Le FMI renoue avec le Congo-Brazzaville

Le siège du FMI à Washington.
© International Monetary Fund

Le Fonds monétaire international a annoncé, ce jeudi, qu'il allait accorder 448,6 millions de dollars sur trois ans au Congo-Brazzaville pour relancer l'économie du pays, tout en souhaitant une meilleure « transparence » de ses comptes publics. Un résultat obtenu au terme de plus de deux ans de discussions difficiles. 

Le retour du FMI à son chevet est donc une bonne nouvelle pour le Congo-Brazzaville à plusieurs titres. D'abord parce que l'institution monétaire débloque immédiatement près de 45 millions de dollars pour appuyer les réformes engagées par le gouvernement. Ensuite, parce que le FMI s'engage sur trois ans à hauteur de près de 448,6 millions de dollars.

Tous les six mois, le Fonds monétaire international va vérifier si le pays respecte bien les conditions qu'il a acceptées, avant de débourser de nouvelles tranches de son prêt. Ces conditions sont, entre autres, la poursuite de la réduction du déficit budgétaire, la transparence des dépenses publiques, l’élargissement de l'assiette fiscale et la lutte contre la corruption.

L'autre bonne nouvelle est que le programme du FMI devrait inciter les créanciers privés de la République du Congo à restructurer leurs créances ce qui donnera également de l'oxygène au pays. La restructuration récente de la dette congolaise à l'égard de la Chine, qui atteint plus de 3 milliards de dollars, était elle-même une condition du retour de l'aide du FMI.

Réactions de soulagement et de prudence

Les réactions congolaises relèvent davantage du soulagement que du triomphalisme, tant il est vrai que Brazzaville revient de loin. Dans un communiqué, le négociateur congolais, Lucien Ebata s'est dit fier d'être parvenu à cet accord. Un accord qui n'était absolument pas évident, il y a deux ans, lorsque les discussions ont débuté.

À l'époque, le FMI découvrait l'ampleur des dégâts, les dirigeants congolais s'étaient évertués à cacher l'énormité de la dette publique, près de neuf milliards de dollars. Sans compter les rapports d'ONG comme Public Eye et les enquêtes de la justice suisse sur les détournements des ressources pétrolières et les contrats léonins passés avec les négociants pétroliers comme Glencore et Trafigura.
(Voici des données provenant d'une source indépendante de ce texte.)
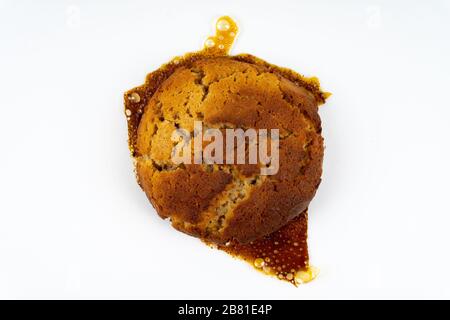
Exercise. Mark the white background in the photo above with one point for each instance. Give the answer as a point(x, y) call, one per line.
point(73, 221)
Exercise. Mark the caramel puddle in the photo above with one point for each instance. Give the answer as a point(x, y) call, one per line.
point(284, 253)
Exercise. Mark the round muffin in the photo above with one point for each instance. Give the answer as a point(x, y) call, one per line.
point(224, 202)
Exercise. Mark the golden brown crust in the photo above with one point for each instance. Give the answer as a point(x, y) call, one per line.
point(225, 202)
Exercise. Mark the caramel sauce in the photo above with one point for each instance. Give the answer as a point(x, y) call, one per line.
point(221, 42)
point(284, 253)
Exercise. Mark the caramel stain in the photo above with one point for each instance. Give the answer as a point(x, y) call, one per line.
point(284, 253)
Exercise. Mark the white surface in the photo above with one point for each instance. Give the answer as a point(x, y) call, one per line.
point(73, 221)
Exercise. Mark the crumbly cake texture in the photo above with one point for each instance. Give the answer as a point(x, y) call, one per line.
point(226, 203)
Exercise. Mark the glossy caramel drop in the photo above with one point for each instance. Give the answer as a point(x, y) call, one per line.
point(283, 254)
point(222, 41)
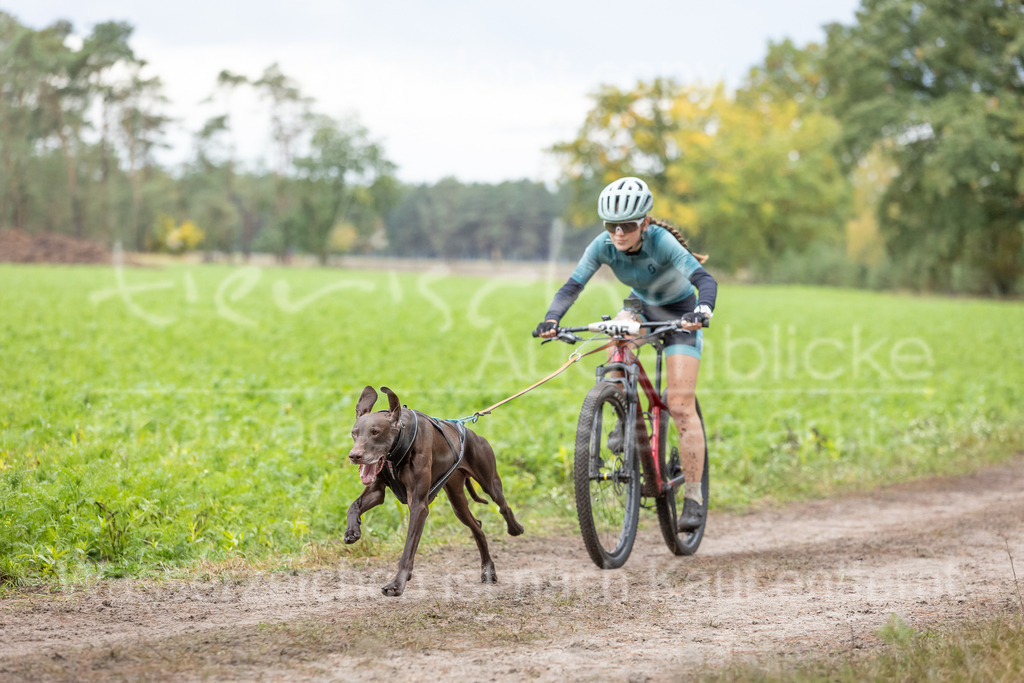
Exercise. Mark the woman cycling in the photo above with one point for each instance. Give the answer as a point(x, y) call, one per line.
point(652, 257)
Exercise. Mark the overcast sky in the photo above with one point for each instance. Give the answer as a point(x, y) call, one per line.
point(450, 87)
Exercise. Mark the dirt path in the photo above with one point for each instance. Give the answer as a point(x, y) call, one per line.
point(807, 579)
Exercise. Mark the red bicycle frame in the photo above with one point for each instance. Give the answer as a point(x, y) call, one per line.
point(623, 357)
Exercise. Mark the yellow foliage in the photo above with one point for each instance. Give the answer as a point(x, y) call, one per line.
point(178, 238)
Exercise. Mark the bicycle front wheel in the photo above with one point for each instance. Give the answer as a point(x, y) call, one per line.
point(607, 477)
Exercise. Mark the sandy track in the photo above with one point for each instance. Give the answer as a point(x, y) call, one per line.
point(805, 579)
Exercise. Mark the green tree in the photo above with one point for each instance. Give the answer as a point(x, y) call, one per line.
point(289, 118)
point(941, 84)
point(335, 178)
point(750, 177)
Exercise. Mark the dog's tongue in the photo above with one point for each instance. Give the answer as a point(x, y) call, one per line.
point(368, 473)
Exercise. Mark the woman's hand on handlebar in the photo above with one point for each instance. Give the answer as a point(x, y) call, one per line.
point(547, 329)
point(696, 318)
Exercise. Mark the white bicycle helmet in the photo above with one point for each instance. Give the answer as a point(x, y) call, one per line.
point(626, 199)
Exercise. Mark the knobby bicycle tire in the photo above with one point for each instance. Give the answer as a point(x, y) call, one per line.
point(680, 543)
point(607, 484)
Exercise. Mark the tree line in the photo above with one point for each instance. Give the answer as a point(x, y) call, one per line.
point(891, 155)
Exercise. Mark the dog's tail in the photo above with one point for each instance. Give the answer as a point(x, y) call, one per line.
point(472, 492)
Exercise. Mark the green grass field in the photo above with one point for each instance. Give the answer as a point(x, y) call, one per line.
point(161, 420)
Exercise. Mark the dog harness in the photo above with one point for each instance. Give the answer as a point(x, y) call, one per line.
point(402, 443)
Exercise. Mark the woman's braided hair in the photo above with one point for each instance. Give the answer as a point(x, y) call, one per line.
point(676, 233)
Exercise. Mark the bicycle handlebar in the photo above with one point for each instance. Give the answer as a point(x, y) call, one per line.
point(610, 328)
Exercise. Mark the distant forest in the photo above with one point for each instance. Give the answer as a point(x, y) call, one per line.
point(890, 156)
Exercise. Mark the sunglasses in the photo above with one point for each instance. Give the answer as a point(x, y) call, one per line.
point(627, 227)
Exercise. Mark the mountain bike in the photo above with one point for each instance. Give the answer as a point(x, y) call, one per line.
point(615, 463)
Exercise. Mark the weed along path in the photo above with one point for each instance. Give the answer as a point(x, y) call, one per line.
point(804, 580)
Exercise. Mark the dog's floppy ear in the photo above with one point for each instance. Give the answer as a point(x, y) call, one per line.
point(367, 400)
point(393, 406)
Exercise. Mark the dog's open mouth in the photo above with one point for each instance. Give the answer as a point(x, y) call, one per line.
point(369, 472)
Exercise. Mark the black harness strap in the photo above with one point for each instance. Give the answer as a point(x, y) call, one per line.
point(402, 444)
point(461, 431)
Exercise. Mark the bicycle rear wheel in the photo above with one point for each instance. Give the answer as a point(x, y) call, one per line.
point(607, 483)
point(680, 543)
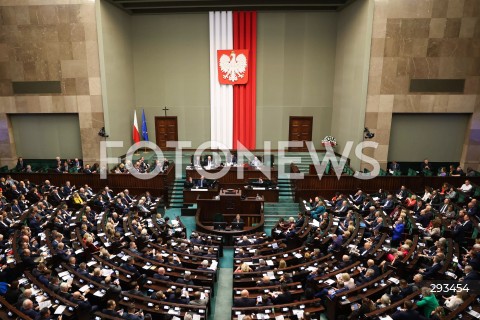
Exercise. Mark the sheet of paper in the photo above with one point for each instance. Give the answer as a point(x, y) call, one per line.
point(84, 288)
point(214, 265)
point(45, 304)
point(99, 293)
point(107, 272)
point(60, 309)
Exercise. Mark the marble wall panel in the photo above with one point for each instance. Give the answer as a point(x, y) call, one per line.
point(51, 40)
point(437, 39)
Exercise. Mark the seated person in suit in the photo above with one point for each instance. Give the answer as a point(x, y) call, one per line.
point(431, 271)
point(27, 309)
point(188, 183)
point(244, 300)
point(209, 163)
point(110, 310)
point(236, 223)
point(132, 315)
point(256, 162)
point(407, 312)
point(231, 159)
point(160, 275)
point(187, 279)
point(284, 297)
point(196, 161)
point(202, 183)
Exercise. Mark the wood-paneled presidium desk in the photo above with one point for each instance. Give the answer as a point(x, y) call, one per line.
point(231, 180)
point(223, 209)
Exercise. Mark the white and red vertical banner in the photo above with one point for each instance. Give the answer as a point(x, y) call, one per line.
point(135, 132)
point(221, 95)
point(233, 52)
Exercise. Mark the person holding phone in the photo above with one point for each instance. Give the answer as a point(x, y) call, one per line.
point(132, 315)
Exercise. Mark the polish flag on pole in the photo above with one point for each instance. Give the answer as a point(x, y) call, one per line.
point(136, 133)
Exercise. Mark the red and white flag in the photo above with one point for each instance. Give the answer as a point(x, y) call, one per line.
point(135, 133)
point(233, 54)
point(232, 66)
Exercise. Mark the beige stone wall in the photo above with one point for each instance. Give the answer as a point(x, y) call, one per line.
point(427, 39)
point(50, 40)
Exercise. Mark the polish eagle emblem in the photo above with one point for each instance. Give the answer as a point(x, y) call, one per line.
point(232, 66)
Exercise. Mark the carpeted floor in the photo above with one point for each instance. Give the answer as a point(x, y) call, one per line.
point(222, 301)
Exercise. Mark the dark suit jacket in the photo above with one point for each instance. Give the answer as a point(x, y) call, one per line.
point(283, 298)
point(431, 271)
point(244, 302)
point(407, 315)
point(130, 316)
point(160, 277)
point(110, 312)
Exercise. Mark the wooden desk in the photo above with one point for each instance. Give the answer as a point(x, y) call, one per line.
point(229, 205)
point(190, 195)
point(231, 179)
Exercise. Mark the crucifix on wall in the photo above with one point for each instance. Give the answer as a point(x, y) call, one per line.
point(165, 109)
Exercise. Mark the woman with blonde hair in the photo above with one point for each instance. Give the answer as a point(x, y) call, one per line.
point(76, 198)
point(453, 302)
point(384, 301)
point(428, 302)
point(347, 281)
point(244, 267)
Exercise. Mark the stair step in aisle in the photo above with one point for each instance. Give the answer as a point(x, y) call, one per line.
point(176, 196)
point(284, 208)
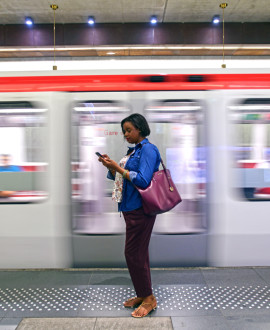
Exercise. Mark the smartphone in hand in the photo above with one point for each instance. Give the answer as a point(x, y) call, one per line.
point(99, 154)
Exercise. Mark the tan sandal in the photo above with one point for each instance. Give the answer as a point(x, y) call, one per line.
point(153, 307)
point(133, 302)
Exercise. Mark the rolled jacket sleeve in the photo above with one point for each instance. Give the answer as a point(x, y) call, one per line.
point(147, 166)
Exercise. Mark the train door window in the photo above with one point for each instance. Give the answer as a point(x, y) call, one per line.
point(251, 147)
point(22, 152)
point(95, 128)
point(177, 128)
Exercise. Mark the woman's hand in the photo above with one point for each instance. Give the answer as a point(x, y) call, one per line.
point(108, 162)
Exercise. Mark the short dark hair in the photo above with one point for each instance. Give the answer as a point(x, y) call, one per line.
point(139, 122)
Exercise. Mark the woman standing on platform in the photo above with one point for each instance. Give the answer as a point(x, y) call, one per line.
point(136, 168)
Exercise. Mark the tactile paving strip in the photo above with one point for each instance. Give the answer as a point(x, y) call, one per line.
point(110, 298)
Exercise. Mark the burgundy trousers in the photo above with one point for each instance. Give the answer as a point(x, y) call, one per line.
point(138, 233)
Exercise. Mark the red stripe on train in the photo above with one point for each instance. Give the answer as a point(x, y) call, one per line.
point(133, 82)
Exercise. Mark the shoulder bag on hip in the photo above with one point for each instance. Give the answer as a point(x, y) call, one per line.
point(161, 195)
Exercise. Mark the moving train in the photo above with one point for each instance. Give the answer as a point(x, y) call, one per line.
point(213, 132)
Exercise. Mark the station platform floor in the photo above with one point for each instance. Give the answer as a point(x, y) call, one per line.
point(188, 298)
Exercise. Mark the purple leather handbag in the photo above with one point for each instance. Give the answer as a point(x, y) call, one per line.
point(161, 195)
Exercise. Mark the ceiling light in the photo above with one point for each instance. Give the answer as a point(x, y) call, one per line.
point(29, 21)
point(216, 19)
point(153, 20)
point(91, 20)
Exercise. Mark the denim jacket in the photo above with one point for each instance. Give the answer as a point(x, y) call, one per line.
point(141, 165)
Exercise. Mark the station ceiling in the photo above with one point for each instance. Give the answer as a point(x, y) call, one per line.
point(133, 11)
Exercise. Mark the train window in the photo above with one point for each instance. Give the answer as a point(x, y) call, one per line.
point(177, 127)
point(251, 150)
point(22, 154)
point(95, 128)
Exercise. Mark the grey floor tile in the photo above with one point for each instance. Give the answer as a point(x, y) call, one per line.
point(110, 278)
point(134, 323)
point(253, 322)
point(57, 324)
point(46, 278)
point(232, 277)
point(179, 277)
point(9, 323)
point(264, 273)
point(200, 323)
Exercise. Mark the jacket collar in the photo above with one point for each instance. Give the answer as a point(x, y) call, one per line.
point(138, 145)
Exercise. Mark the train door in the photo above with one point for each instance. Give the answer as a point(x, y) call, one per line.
point(35, 226)
point(240, 183)
point(177, 122)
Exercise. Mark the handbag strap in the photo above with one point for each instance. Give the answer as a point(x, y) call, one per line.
point(165, 171)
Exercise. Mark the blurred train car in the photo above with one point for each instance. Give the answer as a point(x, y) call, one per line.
point(213, 132)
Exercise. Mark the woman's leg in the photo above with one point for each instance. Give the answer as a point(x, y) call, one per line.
point(138, 233)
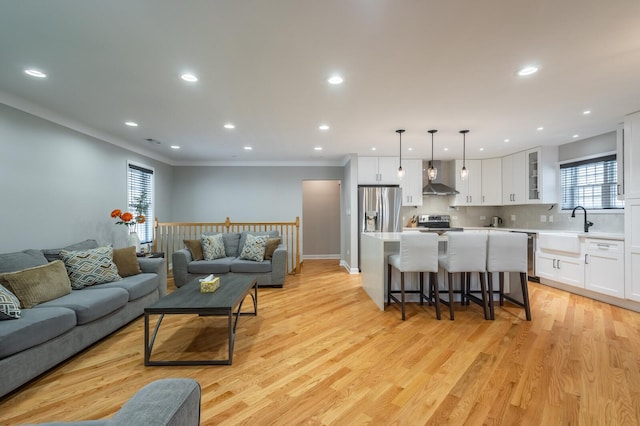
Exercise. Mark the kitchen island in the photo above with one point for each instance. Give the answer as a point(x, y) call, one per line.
point(375, 250)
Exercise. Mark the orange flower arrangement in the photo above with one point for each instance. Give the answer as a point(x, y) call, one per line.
point(127, 218)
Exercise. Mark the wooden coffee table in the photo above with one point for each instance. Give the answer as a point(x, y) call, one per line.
point(225, 301)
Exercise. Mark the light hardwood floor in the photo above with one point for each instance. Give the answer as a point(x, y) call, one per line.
point(320, 352)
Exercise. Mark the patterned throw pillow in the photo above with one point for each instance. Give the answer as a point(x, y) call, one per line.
point(213, 247)
point(9, 305)
point(89, 267)
point(253, 248)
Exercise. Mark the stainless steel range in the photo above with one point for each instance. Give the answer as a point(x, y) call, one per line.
point(436, 223)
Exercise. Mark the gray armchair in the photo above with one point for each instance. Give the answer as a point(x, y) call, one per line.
point(165, 402)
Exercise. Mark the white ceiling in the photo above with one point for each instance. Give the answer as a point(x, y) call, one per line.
point(263, 65)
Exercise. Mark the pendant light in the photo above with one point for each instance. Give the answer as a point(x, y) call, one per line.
point(432, 172)
point(463, 171)
point(400, 171)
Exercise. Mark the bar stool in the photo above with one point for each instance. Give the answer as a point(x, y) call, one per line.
point(466, 253)
point(507, 252)
point(418, 253)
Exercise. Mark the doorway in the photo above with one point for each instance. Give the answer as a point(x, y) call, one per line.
point(321, 219)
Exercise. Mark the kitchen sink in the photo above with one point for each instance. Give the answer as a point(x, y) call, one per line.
point(559, 241)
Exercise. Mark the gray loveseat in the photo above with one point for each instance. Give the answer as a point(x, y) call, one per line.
point(50, 332)
point(268, 272)
point(165, 402)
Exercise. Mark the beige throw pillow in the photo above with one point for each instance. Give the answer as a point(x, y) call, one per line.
point(195, 248)
point(39, 284)
point(126, 261)
point(272, 245)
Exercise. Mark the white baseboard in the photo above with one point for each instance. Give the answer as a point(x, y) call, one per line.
point(349, 269)
point(320, 256)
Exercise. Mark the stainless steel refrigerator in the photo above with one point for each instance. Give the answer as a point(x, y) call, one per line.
point(378, 210)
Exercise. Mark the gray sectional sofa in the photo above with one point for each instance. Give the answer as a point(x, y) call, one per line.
point(268, 272)
point(50, 332)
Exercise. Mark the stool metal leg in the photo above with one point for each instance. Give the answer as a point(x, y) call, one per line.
point(490, 298)
point(433, 283)
point(525, 295)
point(389, 285)
point(402, 293)
point(483, 289)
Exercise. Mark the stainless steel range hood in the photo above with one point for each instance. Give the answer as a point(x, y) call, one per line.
point(436, 186)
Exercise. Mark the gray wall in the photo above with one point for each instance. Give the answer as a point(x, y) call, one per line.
point(58, 186)
point(211, 193)
point(596, 145)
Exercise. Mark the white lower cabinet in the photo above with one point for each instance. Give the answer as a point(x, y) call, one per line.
point(561, 268)
point(604, 266)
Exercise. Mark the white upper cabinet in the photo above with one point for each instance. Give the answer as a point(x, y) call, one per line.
point(378, 170)
point(620, 160)
point(492, 182)
point(513, 179)
point(541, 175)
point(631, 174)
point(530, 177)
point(470, 189)
point(632, 205)
point(411, 183)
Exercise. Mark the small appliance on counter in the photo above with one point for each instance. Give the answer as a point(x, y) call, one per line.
point(436, 223)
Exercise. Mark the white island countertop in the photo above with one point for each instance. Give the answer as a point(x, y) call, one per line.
point(599, 235)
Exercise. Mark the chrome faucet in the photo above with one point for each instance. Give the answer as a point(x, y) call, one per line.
point(587, 224)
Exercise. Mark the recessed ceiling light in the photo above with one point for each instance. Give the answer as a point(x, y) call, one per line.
point(189, 77)
point(528, 70)
point(35, 73)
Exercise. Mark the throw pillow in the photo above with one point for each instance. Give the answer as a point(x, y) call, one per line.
point(39, 284)
point(126, 261)
point(272, 245)
point(89, 267)
point(195, 248)
point(213, 247)
point(9, 305)
point(253, 248)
Le FMI a donc exigé que l'État congolais remette de l'ordre dans ses finances, ce qui s'est traduit par une chute brutale des dépenses budgétaires, dont la population a fait les frais. Il a réclamé une politique de transparence dans l'utilisation des ressources pétrolières et surtout un rééchelonnement de la dette publique.

« Le plus dur reste à faire », dit le Premier ministre

Comme le confie sous couvert d'anonymat un ministre : « On est un peu comme un surendetté qui voit son dossier accepté par la banque, on respire enfin, mais on serre les dents ».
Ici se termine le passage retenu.